Platypus TERT and its position in the evolution of vertebrate TERT genes
Analysis of the platypus TERT gene creates an important framework for the evolutionary comparison of TERT genes of eutherian mammals and sauropsid reptiles (including birds). Platypus, one of a few surviving species of monotremes, has a unique evolutionary position. Monotremes, followed by marsupials, first split from all other contemporary mammals after the divergence of the synapsid lineage leading to mammals and the sauropsid lineage leading to contemporary reptiles and birds . Monotremes and marsupials, therefore, might retain some features of the pre-mammalian synapsid TERT gene that were lost in eutherian mammals. The higher levels of sequence similarity of four principal TERT domain of OanTERT to the marsupial, and avian TERT than to the eutherian TERT support this hypothesis. Moreover, platypus and marsupials also retain three extended linker regions of a non-conserved sequence in the N-terminal region of the TERT protein which are about twice longer than the linkers in eutherians and their size matches more closely the linkers in sauropsids.

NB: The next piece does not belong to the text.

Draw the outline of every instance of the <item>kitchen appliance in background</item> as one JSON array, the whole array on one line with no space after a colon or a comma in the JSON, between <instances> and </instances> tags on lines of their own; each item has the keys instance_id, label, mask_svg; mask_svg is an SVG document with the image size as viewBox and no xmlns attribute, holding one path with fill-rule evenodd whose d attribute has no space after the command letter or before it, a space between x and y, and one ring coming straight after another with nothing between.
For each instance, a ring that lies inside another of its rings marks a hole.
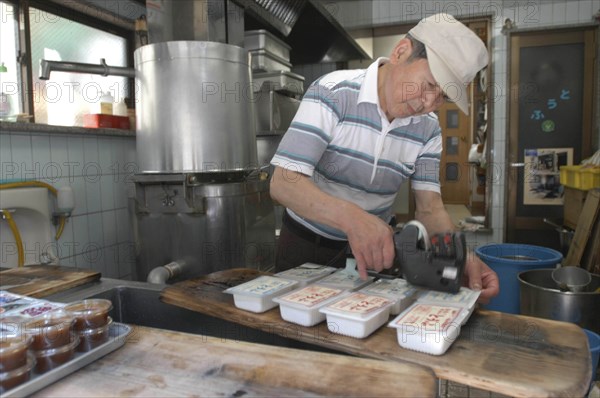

Interestingly, the long and intermediate linker regions present in most of the tetrapods except the eutherian mammals were not found in the well-studied group of ray-finned fish but are present in elephant shark TERT. Elephant shark belongs to the oldest evolutionary group of contemporary jawed vertebrates . It is, therefore, possible that the long TERT of the shark may represent the original jawed-vertebrate TERT structure and that the linkers were shortened independently in ray-finned fish and eutherian mammals. Divergent evolution of fish TERT is supported by the evolutionary tree built mostly on the conserved TERT sequences outside the linker regions that situates the elephant shark TERT closer to the tetrapod TERT and farther from ray-finned fish TERT (Figure 1d). These changes could be, at least partly, a consequence of genome duplication and increase in mutation rate in the teleost branch of ray-finned fish [72–75]. The long TERT structure described in sea urchin suggests an even deeper evolutionary root of the extended linker .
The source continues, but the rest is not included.